I'd gone to California a few years ago for my Uncle Gene's memorial service. Flew down to San Diego; my cousin knew I was coming, but we hadn't told anyone else, including my Aunt Mary Lou. So it was a major surprise when Cousin Erin drove my Aunt to the airport and there I was coming down the hall.


I had a layover in Phoenix on the way back to Utah; after getting into the air, the flight was virtually "as the crow flies" - due north. Never even felt the plane bank, and didn't even have to circle Salt Lake International. Smoothest flight I'd ever been on.

As I always fly with a window seat, there's always a chance I'd get crowded out by a seat mate, and I did on that flight.

By two friars. Really.

So as we flew along, the younger of the two Franciscan types asked what the rock formations were, down below. We'd been flying for a while by then, and as I looked down, I said "Oh, that's Bryce Canyon."

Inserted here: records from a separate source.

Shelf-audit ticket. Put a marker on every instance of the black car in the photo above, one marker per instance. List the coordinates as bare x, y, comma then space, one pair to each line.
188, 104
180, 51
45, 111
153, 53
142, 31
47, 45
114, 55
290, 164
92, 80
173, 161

At least it looked like Bryce Canyon.

A while later, there again were formations of the red variety, and again the question was asked what it was. As I looked down, I said "Oh. I guess the ones we saw before were in Sedona, Arizona. That's Bryce Canyon."

He didn't ask again about the geography so far below.

So what prompted all that? Heather Armstrong has, in a post today, a photo from aboard an airplane and the immortal words "...At least, I think this is Lake Mead."

Turns out I'm not the only one geographically-challenged. At least from above.